The invention relates generally to the field of video encoding, and more particularly to rate control for video encoders.
The International Telecommunication Union and the International Standards Organization developed a set of standards for low bit rate video compression. The standards are commonly referred to as H.264, MPEG-4, Part 10 or AVC (Advanced Video Coding.) The goal of H.264 and similar standards is to provide a common set of standards for video compression that can be applicable to a number of video applications and can allow various encoders and decoders to function together. Because H.264 is capable of producing low bit rates it is used for high-definition (HD) video applications.
Videos are made up of a series of frames, where each frame represents a single point in time of a particular scene or moving image. The frames are made up of pixels. The number of pixels in a frame determines the resolution of that frame. Each frame is further sub-divided into macroblocks, representing a small portion of a single frame. A typical 1080i HD video will have approximately 30 frames per second and each frame will have 1920×1080 pixels. A macroblock is typically a block of 16×16 pixels. The large number of pixels in an HD-video requires a considerably larger number of bits than standard videos.
Video compression aims to reduce the number of bits in a video, without significantly reducing the resolution or quality of the image. A common method of reducing the bit rate is by prediction, where redundant information is intelligently reduces. Video encoders and video compression algorithms will make predictions as to how the frame looks based on the redundancies that exist within a frame, spatial redundancy, and the redundancies that exist between a series of frames, temporal redundancy. For example, a scene that remains constant over time will be redundant in the temporal domain. However, once the scene changes, the amount of redundancy will be minimal, resulting in a spike in the bit requirements.
Another method of reducing the bit rate is by discarding information through quantization. Quantization maps a range of values to a single value. Once a frame or macroblock is represented in the frequency domain, using one of the transform functions known in the art, such as Discrete Cosine Transformation or Integer Transformation, quantization will be performed to increase the quantization step and therefore have fewer discrete values possible to represent the entire range. The idea being that it is not necessary to have the full number of discrete steps in order to maintain a high quality image. The set of distinct values used in quantization is based on a step size, or quantization parameter (QP). When the step size is increased more values are encompassed in an individual step. Greater step sizes result in a reduced number of bits and reduced image quality.

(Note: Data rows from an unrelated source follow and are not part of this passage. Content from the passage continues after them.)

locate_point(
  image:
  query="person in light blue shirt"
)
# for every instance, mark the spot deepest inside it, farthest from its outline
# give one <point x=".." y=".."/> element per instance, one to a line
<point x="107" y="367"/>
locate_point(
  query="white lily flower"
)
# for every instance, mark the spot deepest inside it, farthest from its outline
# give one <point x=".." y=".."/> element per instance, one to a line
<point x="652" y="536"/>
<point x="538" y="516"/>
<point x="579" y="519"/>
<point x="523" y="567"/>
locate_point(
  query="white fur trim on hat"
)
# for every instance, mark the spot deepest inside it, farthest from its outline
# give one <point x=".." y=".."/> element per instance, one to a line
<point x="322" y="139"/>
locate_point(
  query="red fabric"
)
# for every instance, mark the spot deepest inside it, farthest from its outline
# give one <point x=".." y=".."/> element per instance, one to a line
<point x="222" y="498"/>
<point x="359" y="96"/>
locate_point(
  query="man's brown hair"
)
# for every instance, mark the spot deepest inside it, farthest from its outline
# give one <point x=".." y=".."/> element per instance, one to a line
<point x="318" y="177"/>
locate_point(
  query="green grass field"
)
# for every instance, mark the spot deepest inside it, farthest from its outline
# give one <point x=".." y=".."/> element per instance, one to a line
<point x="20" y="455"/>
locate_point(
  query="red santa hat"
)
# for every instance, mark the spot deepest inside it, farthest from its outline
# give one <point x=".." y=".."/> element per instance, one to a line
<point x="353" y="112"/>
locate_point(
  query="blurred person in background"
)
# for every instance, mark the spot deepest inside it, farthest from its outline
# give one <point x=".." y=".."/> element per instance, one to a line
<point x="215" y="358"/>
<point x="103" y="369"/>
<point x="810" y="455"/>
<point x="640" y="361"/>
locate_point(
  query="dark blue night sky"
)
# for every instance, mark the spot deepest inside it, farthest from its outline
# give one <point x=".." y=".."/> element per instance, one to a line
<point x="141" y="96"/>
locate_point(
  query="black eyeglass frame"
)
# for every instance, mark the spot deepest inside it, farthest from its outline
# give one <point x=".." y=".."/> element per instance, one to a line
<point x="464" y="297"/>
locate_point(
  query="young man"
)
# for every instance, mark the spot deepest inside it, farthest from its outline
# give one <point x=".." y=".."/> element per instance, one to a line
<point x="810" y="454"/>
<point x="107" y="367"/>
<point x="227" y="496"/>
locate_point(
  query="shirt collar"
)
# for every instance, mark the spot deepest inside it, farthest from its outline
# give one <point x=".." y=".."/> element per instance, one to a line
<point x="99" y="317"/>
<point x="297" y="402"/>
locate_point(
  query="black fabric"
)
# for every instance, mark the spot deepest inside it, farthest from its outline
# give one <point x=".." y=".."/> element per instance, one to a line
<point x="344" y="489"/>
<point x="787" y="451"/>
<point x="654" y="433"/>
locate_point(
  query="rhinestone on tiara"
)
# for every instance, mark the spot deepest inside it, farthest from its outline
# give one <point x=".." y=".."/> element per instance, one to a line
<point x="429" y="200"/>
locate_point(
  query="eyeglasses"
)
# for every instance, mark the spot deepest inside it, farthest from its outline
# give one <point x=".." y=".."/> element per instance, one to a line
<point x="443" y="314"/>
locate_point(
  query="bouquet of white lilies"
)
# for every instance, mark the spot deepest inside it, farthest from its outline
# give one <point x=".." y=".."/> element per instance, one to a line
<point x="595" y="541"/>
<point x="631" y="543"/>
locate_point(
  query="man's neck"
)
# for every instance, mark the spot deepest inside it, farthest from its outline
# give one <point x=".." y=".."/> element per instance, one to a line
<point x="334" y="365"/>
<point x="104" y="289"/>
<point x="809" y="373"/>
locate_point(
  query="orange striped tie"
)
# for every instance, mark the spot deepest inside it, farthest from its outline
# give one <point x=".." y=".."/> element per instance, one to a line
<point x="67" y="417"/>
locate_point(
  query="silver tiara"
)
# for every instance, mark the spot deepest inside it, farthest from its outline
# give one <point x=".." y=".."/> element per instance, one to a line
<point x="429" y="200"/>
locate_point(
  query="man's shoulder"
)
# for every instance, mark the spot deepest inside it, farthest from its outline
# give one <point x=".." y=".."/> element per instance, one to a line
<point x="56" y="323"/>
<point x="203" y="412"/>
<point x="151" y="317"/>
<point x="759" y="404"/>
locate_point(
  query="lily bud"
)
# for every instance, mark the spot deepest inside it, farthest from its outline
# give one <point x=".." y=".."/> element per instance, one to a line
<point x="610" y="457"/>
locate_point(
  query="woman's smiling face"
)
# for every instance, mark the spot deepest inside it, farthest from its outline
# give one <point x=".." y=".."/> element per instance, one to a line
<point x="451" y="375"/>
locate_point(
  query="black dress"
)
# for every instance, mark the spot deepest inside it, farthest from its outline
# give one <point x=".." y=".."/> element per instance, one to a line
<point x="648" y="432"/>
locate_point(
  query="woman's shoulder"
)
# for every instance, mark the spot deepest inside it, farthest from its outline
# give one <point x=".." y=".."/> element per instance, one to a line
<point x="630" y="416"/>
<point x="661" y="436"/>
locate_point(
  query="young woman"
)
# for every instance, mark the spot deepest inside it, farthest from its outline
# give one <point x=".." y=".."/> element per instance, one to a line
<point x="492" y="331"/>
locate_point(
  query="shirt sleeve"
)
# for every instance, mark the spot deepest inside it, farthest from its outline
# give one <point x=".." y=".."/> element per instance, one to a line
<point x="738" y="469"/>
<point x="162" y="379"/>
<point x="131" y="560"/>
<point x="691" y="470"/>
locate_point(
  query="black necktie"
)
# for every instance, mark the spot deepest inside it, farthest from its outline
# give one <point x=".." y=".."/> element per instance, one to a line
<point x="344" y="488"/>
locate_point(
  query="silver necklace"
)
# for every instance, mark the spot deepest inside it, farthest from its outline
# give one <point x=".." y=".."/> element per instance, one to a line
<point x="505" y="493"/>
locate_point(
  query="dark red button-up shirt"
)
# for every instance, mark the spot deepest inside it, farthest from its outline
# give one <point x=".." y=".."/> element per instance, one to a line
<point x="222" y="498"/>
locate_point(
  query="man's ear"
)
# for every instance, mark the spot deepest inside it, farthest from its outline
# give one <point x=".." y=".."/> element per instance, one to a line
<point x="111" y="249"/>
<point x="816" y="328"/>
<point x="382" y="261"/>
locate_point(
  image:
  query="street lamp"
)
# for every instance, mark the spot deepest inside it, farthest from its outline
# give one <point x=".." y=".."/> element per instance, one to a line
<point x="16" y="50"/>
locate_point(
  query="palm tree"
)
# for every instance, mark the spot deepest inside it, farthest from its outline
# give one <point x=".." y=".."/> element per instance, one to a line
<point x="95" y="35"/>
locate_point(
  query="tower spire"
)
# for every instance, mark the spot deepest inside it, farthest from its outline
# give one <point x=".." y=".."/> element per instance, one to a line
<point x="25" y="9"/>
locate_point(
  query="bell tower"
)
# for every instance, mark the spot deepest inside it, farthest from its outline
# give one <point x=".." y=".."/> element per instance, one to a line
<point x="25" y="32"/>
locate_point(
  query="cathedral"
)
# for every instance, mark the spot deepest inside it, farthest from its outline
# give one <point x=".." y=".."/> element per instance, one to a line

Videos that need to be sent over a network, such as the Internet, to an endpoint, must meet additional requirements regarding the bit rate. Given the stochastic nature of the Internet, all of the information pertaining to an image does not reach the endpoint at the same time. Therefore, buffers are needed to temporarily store and collect the bits before sending the bit stream and corresponding image to the endpoint. The size of the buffer determines how many bits the buffer is capable of storing and how much time is required before the bit stream is finally sent to the endpoint. The size of the buffer effects the latency of the video encoding system. To avoid excessive delays in sending a video over the Internet, the buffer cannot be set too large. However, the buffer must be set large enough to accommodate any spikes in the bit rate.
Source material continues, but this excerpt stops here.